Onu bunu bilmem, şeriat meriat ama en azından sürecin başında, epeyce eğleneceğimiz anlaşılıyor. Eh bizler için giderayak ama, olsun, bu da bir şey!

***

“Nisa” taifesi için kapıları açtık. Türban işini halettik. Bu iyi. Ya erkekler..

Kaynaklara göre erkek giyim tarzında Müslümanların getirdiği bir yenilik yok. “Cahiliye Dönemi”nde ne giyiliyorsa Asr-ı Saadet Döneminde de onu giymiş Müslüman erkekler. Ancak bir istisna var ki işte bu Müslümanları diğerlerinden ayıran alametifarika oluyor ve cübbeyle bir araya geldiğinde ayrı bir değer kazanıyor: Sarık..

Kaynaklara göre Peygamber’in giyim-kuşamda, “moda” denilebilir, getirdiği en büyük yenilik sarık olmuştur Cahiliye dönemi giyim-kuşamından farklı olarak ”Mübarek başlarını burnus veya kalensüve adı verilen bir külah üzerine sarılmış sarık giyerdi...”

Farz değildir sarık, sünnettir, ancak peygamber davranışı ve tavsiyesi olması nedeniyle Müslümana ayrıca itibar kazandırıp güzellik kattığı kesindir. Ayrıca uyulmasının fazladan sevabı vardır. Bu cümleden olmak üzere Mülümanların alametifarikası olması bir yana, Cübbeli Ahmet’in Mahmut Ustaoğlu Hocaefendi’ye plaket verme törenine “sarık ve cübbelerinizle gelin” çağrısı sadece estetik ve sevap açısından bile ele alınsa pek yerindedir. İlkin Yeni Şafak Gazetesinin ardından Zaman’ın onun ardından da öbürsülerin Mina’da şeytan taşlar gibi Cübbeli’ye saldırmalarını bu nedenle anlayamadım. Kişisel olarak da sevimli ve eğlenceli bulduğum bu muhteremin çağrısının provokasyon olarak nitelendirilmesini haksız bulmakla kalmayıp ayıplıyorum da!

İşte takıye’nin sonu. “Sarıklı ve cübbeli gelin” çağrısının, yani peygamberin sünnet hükmündeki davranış ve tavsiyelerinin “provokasyon” olarak resmedilmesini ayıplamakla kalmıyor, kızdım ya, “diliniz ensenizden çıkar inşaallah” diyerek beddua etmekten kendimi alamıyorum. Bakar mısınız şunlara...

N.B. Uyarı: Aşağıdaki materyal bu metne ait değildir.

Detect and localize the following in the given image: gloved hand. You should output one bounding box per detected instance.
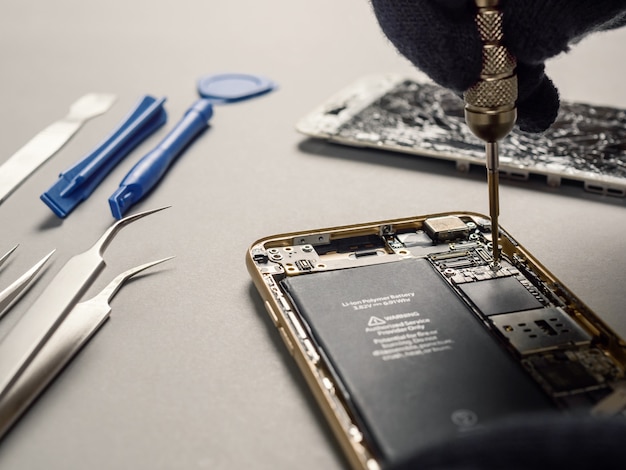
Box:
[397,413,626,470]
[371,0,626,133]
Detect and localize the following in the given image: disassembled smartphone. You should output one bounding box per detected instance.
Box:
[247,213,626,470]
[297,74,626,197]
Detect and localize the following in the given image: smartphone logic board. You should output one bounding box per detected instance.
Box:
[247,213,626,470]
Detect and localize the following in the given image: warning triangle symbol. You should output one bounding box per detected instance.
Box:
[368,316,386,327]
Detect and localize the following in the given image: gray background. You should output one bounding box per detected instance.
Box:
[0,1,625,468]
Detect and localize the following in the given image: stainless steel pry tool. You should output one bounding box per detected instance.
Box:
[0,93,116,205]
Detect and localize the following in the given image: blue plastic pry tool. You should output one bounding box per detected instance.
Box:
[40,95,167,218]
[108,73,277,220]
[108,99,213,219]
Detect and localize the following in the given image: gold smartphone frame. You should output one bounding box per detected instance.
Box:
[246,211,626,470]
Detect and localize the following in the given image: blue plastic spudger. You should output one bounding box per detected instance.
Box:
[108,99,214,219]
[40,95,167,218]
[108,73,277,219]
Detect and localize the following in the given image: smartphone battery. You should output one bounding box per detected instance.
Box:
[281,258,554,468]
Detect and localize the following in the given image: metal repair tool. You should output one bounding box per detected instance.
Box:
[0,251,55,320]
[0,206,168,399]
[0,246,19,271]
[0,256,173,439]
[108,73,276,219]
[41,95,167,218]
[463,0,517,267]
[0,94,116,205]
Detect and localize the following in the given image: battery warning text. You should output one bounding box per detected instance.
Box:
[366,310,454,361]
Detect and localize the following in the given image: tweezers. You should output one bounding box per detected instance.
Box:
[0,248,55,320]
[0,256,173,438]
[0,206,168,399]
[0,245,18,270]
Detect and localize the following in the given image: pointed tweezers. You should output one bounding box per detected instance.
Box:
[0,246,19,270]
[0,206,169,399]
[0,256,173,439]
[0,251,55,320]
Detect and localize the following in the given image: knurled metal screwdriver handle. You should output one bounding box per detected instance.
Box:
[463,0,516,266]
[464,0,517,145]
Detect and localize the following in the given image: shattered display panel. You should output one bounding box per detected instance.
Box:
[247,213,626,470]
[298,77,626,196]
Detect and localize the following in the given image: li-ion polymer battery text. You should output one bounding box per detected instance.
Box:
[280,258,554,468]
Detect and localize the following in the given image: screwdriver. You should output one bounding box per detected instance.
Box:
[463,0,517,267]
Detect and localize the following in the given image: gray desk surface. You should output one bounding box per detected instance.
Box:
[1,1,625,468]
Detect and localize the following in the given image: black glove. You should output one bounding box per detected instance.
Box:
[395,413,626,470]
[371,0,626,133]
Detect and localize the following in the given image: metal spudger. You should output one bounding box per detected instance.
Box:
[463,0,517,267]
[0,251,55,320]
[0,206,169,399]
[0,257,173,439]
[0,93,116,205]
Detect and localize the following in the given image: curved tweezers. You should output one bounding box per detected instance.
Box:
[0,206,169,399]
[0,251,55,320]
[0,256,173,439]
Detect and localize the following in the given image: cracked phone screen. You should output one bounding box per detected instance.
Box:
[332,80,626,195]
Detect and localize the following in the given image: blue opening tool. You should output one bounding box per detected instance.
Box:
[40,95,167,218]
[108,99,213,219]
[0,206,168,400]
[0,250,55,321]
[108,73,276,219]
[0,256,173,439]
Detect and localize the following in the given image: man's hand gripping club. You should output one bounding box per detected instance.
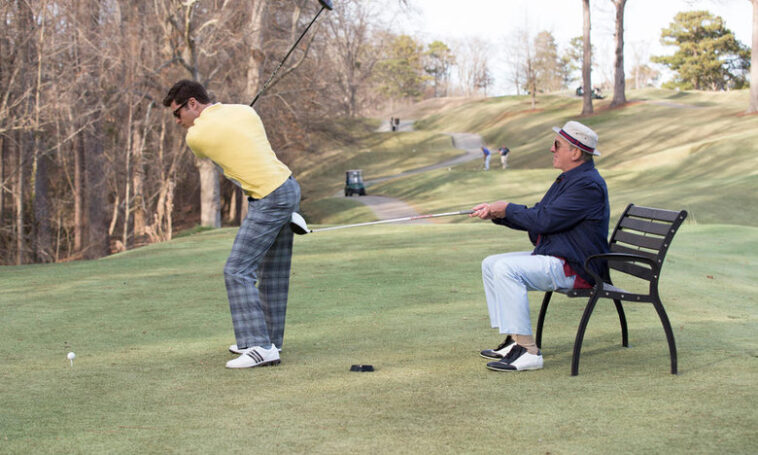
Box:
[470,201,509,220]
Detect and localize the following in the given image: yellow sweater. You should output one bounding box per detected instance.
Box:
[186,104,291,199]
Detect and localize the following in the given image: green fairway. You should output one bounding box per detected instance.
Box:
[1,224,757,454]
[2,88,758,453]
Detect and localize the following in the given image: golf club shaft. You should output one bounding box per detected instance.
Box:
[311,210,474,233]
[250,5,327,107]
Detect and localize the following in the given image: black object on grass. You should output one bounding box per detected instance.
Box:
[350,364,374,372]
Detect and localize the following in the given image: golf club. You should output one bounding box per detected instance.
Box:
[250,0,334,107]
[290,210,474,235]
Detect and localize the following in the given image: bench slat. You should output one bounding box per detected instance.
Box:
[610,244,659,262]
[628,205,680,222]
[613,230,666,251]
[619,217,672,236]
[610,261,653,280]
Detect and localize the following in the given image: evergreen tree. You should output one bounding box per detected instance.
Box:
[424,41,455,97]
[533,31,567,92]
[376,34,428,100]
[652,10,750,90]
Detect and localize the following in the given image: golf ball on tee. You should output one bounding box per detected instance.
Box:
[67,352,76,360]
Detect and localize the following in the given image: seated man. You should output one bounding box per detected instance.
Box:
[470,121,610,372]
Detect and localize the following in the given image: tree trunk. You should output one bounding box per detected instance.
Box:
[245,1,267,100]
[122,100,133,248]
[165,178,175,240]
[73,132,84,253]
[610,0,627,108]
[33,150,53,262]
[147,116,178,242]
[32,0,52,263]
[240,189,249,221]
[132,103,152,245]
[581,0,594,115]
[0,136,5,229]
[227,187,237,223]
[529,62,537,109]
[748,0,758,113]
[197,158,221,228]
[15,132,26,265]
[132,126,146,245]
[84,124,109,260]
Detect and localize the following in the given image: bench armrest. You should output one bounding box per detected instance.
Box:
[584,252,660,285]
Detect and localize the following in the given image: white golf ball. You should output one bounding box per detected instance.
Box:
[67,352,76,360]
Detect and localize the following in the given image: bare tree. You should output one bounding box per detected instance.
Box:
[610,0,627,108]
[581,0,594,115]
[0,0,401,264]
[325,0,384,116]
[523,33,538,108]
[748,0,758,113]
[245,2,268,100]
[156,0,229,228]
[504,30,527,96]
[454,38,492,96]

Sonuç olarak Cübbeli’den özür ve dayanışma için bütün meb’usların TBMM’ne cübbe ve sarıkla girmesini öneriyorum. Zaten yakında olacak olan bu olduğuna göre, şimdiden girilmesinin ne sakıncası olabilir... Bir de Akepe kurucular kurulu üyesi Fatma Ünsal hanımın geçtiğimiz günlerde partisinin Geleneksel Kızılcahamam Kampı’ndaki “Meclis’te türbanlı vekil olsun” çağrısı mutlaka değerlendirilmeli derim..

Olsun... Evet... Yetmez ama o da olsun!